Par ses slogans inventifs, le génie populaire a répondu sans ambiguïté aux provocations des boute-feu du pouvoir.

L’objectif, identifié par tous, est de créer des troubles afin de casser le mouvement de mobilisation populaire pour l’avènement de la république algérienne démocratique et sociale. La réponse unitaire du peuple algérien est exemplaire.

L’incarcération de plusieurs manifestants pour motif de ‘’port de drapeau interdit’’, sans aucune base ou référence au code pénal, confirme qu’il ne s’agit pas d’un excès de zèle de la police nationale ou d’une erreur d’interprétation des ordres donnés par la haute hiérarchie militaire.

C’est une décision politique assumée par les nouveaux détenteurs du pouvoir.

Le nationalisme arabe, idéologie totalitaire affaiblie mais pas vaincue, vient d’engager une nouvelle bataille pour faire avancer sa politique dans le domaine de la visibilité médiatique.

Ceux qui ont pris cette décision d’interdire l’emblème amazigh (l’Aza) dans l’espace public de son pays ont reçu leur ordre depuis les capitales orientales.

Demain, ils leur ordonneront de faire déployer le drapeau à deux sabres ! 

Il y a une multitude de ‘’petits Saddam Hussein’’ qui sont prêts à exécuter les ordres de leurs parrains saoudiens, émiratis et qataris pour des rétributions en dollars et… une place au paradis !

« Drapeau ntaε Leqbayel » (drapeau des Kabyles)

Cette expression a été entendue vendredi dernier dans la rue Didouche-Mourad, de la bouche d’un lieutenant de police qui s’affairait, avec ses hommes, à prendre d’assaut un balcon sur lequel un vieillard brandissait fièrement un immense Aza amazigh. Lorsqu’un manifestant qui se trouvait à côté expliqua calmement à ce lieutenant la signification de ce drapeau, l’opération commando fut annulée sine die, et la troupe changea de lieu.

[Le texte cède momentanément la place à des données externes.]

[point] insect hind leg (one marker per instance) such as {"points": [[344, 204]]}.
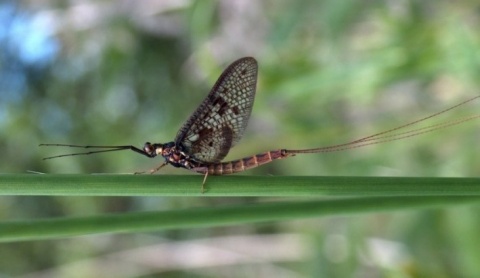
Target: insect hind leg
{"points": [[152, 171]]}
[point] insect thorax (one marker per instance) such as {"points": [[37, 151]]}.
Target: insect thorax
{"points": [[176, 156]]}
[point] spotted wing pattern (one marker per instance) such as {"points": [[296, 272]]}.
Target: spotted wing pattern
{"points": [[219, 122]]}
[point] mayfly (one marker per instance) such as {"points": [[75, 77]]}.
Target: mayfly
{"points": [[219, 122]]}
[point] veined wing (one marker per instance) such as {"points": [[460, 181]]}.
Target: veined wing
{"points": [[220, 120]]}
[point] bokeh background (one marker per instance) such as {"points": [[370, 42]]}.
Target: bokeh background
{"points": [[127, 72]]}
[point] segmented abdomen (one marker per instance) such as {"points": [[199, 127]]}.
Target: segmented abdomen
{"points": [[240, 165]]}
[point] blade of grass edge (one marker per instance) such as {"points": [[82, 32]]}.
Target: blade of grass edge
{"points": [[53, 228], [188, 185]]}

Cet événement montre toute la part d’ignorance et de volonté de manipulation de la haute hiérarchie de l’Etat.

Pendant le mouvement amazigh de 1980, des instructions avaient été données par le FLN aux responsables des kasma/sections pour diffuser des fausses informations : “Les Kabyles brûlent le drapeau national, brûlent le Coran, veulent diviser le pays, etc.”.

Les témoignages attendus des anciens militants du FLN de cette époque rendraient service à l’histoire de notre pays.

L’Aza amazigh, emblème fédérateur des peuples nord-africains.

Il y a une réelle homogénéité ethnique et culturelle des peuples des pays d’Afrique du Nord, et les variantes linguistiques (tamazight et dardja) des différentes régions ne doivent pas être interprétées comme des différences de peuples.

Les quelques dizaines de milliers de cavaliers et de bédouins Banu Hillal et Banu Souleymane qui sont venues entre le 7e et le 11e siècles n’ont pas du tout modifié le socle de la population amazighe.

Le seul événement notable, avec l’islamisation, est l’apparition de la langue dardja, synthèse de tamazight et de l’arabe. Dix siècles auparavant, il y a eu aussi l’apparition de la langue punique à Carthage et dans le nord-tunisien, synthèse de tamazight et du phénicien ; cette langue punique a disparu à peine un siècle après la destruction de Carthage en -146 av. J.C.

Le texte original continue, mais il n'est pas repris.